The figures were a decent set of results given the economic headwinds faced in the last 12 months.

And the firm’s bullish 11-13% earnings growth guidance for 2010 suggests PepsiCo believes the global economic recovery is set to accelerate this year, an encouraging sign for investors no doubt.

PepsiCo's share price gained 1.4% to US$61.20 in afternoon trading as the firm recorded earnings in line with estimates of $5.95bn for the 12-month period to the end of December.

While sales remained flat at $43.23bn ($43.25bn), PepsiCo International delivered double-digit gains in net revenue, while Europe also delivered “strong” results.

Much of the talk yesterday was about PepsiCo’s plans for growth.

Earlier this month, the soft drinks maker announced plans to triple sales from healthy food and drink with the launch of several new products.

The move is part of a strategy to treble the group's $10bn global healthy food and drinks revenues over a decade, with a focus on its “good for you” ranges, such as Tropicana juice.

CEO Indra Nooyi reiterated this on the firm’s earnings conference call yesterday, pledging to continue the launch of new snack products as well as speed growth in developing markets, which it expects to boost revenue and profits.

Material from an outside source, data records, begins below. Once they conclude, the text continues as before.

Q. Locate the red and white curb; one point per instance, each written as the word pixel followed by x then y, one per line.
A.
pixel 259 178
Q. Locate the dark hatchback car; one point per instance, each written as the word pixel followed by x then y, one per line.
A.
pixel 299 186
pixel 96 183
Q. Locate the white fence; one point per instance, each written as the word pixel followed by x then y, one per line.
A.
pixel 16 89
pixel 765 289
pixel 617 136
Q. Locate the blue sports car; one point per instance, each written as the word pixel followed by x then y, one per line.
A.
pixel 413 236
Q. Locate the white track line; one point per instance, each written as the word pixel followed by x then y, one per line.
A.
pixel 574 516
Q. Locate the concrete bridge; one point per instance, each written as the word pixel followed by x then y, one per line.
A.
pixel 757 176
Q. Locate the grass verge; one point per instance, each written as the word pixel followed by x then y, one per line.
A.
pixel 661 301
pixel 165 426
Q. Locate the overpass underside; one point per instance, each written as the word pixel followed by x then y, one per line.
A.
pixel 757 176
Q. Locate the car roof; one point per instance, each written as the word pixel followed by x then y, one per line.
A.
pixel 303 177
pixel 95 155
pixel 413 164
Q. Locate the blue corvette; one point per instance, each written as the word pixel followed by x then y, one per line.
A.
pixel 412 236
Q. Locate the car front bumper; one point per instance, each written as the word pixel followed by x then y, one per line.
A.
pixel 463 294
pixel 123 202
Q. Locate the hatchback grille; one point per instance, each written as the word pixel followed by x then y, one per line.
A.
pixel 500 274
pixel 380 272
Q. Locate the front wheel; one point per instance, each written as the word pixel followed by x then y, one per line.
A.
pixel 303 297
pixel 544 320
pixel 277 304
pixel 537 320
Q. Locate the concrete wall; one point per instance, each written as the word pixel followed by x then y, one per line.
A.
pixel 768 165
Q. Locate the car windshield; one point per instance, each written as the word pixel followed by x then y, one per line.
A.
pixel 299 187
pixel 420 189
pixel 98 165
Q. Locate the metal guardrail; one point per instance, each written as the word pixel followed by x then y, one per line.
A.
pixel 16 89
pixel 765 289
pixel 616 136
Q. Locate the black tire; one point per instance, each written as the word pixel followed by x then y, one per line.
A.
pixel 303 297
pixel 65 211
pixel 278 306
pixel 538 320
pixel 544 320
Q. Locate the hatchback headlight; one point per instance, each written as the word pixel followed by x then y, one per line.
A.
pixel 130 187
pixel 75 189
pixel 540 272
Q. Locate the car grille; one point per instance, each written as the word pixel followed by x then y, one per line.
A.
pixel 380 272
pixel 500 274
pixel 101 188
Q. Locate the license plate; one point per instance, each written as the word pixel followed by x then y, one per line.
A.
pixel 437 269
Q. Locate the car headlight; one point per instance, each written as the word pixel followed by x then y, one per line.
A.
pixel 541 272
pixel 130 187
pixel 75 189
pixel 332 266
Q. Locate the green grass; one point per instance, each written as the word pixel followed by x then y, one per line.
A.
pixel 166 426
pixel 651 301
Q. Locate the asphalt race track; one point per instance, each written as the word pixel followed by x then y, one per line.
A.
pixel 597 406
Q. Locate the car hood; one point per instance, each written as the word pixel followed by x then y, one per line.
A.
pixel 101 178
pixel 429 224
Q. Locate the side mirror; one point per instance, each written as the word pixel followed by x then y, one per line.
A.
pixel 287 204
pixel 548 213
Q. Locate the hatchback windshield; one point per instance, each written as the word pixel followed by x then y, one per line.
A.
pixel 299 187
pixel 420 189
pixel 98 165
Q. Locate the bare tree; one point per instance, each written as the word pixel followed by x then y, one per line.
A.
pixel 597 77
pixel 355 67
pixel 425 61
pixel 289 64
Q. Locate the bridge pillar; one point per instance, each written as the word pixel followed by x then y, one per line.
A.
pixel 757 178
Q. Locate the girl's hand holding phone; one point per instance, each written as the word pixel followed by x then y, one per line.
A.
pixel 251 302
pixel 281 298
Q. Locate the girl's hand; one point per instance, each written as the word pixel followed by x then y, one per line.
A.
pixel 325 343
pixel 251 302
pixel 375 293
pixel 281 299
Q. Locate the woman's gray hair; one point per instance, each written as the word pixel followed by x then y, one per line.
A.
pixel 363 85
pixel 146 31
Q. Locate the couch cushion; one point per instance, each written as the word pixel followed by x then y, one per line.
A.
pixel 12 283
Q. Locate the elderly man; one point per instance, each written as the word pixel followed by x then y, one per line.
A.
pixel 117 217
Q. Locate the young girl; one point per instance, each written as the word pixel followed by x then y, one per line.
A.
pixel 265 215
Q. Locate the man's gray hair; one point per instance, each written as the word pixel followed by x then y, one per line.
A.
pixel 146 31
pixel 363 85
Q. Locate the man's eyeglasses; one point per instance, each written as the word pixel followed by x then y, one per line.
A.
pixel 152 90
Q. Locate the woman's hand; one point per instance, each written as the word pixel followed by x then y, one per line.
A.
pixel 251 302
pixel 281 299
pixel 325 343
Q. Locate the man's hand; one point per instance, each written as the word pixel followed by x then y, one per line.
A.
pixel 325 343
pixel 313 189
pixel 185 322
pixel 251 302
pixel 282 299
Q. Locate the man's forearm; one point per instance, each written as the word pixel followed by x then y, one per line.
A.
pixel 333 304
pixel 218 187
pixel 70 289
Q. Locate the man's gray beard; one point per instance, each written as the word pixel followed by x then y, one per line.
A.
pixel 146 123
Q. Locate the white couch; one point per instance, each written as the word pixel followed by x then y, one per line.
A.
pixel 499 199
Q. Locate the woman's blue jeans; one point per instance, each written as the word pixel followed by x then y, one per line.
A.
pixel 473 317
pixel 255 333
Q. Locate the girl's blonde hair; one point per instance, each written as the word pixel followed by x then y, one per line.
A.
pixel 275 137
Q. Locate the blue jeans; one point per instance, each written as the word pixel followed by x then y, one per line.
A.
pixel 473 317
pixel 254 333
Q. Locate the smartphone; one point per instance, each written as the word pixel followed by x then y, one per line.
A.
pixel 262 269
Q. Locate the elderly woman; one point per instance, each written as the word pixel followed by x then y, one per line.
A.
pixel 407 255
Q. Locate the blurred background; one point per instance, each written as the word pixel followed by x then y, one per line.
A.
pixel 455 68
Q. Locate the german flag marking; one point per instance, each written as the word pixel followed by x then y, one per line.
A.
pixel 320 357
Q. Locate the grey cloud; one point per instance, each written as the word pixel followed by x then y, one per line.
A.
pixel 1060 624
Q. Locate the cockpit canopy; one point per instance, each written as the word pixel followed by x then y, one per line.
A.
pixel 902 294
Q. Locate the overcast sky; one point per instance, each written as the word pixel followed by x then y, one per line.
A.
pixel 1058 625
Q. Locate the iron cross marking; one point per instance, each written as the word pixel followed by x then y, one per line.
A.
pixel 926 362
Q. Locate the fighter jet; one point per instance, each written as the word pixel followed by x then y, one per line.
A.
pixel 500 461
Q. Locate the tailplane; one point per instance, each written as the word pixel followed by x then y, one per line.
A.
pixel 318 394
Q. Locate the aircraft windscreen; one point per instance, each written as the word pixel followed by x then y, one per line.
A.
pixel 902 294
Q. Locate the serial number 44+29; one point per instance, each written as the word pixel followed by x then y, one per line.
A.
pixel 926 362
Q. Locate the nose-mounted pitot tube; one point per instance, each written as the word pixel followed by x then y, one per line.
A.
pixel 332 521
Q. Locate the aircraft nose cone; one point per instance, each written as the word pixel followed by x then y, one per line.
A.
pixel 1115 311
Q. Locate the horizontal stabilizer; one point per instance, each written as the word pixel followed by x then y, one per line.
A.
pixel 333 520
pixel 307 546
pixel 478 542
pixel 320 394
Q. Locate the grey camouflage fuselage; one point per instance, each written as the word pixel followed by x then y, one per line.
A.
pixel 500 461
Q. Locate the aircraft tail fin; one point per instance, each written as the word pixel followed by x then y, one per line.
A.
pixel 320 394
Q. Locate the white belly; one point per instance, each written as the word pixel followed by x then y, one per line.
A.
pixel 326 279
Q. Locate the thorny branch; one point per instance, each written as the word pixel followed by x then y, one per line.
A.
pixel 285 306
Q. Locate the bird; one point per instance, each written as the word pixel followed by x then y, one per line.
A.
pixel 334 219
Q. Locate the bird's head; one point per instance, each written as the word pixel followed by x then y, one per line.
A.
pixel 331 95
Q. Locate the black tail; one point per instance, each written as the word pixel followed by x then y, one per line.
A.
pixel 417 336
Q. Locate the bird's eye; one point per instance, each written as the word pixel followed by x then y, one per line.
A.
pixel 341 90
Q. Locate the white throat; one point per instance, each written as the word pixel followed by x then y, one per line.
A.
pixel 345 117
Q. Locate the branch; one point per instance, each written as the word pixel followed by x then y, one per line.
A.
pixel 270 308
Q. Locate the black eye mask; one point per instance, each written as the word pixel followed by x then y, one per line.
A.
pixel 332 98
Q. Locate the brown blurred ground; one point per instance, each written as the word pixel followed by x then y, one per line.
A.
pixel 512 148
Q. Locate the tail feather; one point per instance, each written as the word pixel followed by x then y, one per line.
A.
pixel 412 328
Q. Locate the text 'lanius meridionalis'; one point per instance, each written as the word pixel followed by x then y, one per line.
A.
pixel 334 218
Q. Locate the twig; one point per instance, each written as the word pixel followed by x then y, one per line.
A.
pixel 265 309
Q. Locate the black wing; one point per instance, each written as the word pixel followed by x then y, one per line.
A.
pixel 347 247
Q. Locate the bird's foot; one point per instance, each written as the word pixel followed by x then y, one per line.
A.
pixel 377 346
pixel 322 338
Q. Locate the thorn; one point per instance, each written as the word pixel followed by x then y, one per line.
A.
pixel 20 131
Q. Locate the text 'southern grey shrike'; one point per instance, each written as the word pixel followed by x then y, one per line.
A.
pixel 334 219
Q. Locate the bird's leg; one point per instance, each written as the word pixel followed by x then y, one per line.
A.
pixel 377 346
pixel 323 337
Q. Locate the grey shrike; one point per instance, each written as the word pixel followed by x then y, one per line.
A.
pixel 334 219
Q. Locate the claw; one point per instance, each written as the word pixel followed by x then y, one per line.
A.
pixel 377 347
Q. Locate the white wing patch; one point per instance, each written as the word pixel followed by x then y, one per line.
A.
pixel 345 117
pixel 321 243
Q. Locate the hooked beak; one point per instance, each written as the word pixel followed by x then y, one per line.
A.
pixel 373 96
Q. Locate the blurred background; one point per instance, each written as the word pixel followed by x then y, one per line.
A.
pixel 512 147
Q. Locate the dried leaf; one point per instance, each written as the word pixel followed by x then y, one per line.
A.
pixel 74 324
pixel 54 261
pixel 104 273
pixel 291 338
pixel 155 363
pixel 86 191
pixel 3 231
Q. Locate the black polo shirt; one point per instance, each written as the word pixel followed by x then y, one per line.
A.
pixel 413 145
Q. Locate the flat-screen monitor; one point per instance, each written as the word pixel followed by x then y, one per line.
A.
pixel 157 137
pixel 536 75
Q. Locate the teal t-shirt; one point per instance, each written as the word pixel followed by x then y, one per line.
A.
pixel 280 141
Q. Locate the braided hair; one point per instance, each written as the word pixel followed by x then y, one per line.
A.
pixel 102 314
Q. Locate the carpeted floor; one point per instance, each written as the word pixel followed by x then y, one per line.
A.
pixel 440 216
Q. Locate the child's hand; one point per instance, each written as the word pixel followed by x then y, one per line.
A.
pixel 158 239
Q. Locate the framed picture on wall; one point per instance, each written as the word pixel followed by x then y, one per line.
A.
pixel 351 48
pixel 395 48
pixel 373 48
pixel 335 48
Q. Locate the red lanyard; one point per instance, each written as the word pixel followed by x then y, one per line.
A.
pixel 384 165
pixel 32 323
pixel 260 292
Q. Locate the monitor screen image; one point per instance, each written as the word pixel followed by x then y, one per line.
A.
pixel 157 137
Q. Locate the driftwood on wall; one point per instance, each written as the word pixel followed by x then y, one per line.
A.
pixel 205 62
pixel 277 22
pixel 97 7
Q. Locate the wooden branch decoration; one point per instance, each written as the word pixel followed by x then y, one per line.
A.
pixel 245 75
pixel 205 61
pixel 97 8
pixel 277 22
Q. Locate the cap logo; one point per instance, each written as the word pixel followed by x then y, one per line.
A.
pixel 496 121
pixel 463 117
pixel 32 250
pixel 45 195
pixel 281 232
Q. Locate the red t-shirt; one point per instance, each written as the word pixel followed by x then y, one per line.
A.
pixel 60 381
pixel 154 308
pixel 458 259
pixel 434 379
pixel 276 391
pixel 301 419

The company has been expanding its international units and food products division in a bid to buffer the decline in US drink sales, something rival The Coca-Cola Co is also doing.

The performance dichotomy between mature and growing markets is certainly apparent in PepsiCo’s results.

Despite revenue growth in North America, PepsiCo's volumes fell in each of the region’s segments, with the exception of Frito-Lay, including a 5% volume decline in beverages.

The Coca-Cola Co has a potential edge over PepsiCo as more than three quarters of its sales are outside the US. PepsiCo's international sales are about half its revenue.

However, while mature markets continue to be a challenge, there appears to be plentiful growth opportunities in emerging markets.

PepsiCo's Asia, the Middle East and Africa (AMEA) division delivered strong growth in 2009, with net revenue up 12% and core operating profits up 23%. Beverage volumes grew 8% for the year led by 32% growth in India.

PepsiCo is making significant investment in manufacturing facilities and distribution infrastructure in markets such as China and India, a move analysts believe will fuel double-digit growth in both countries.

The most immediate need for PepsiCo, however, is to get its bottler deals closed, which CEO Indra Nooyi has pencilled in for the end of February.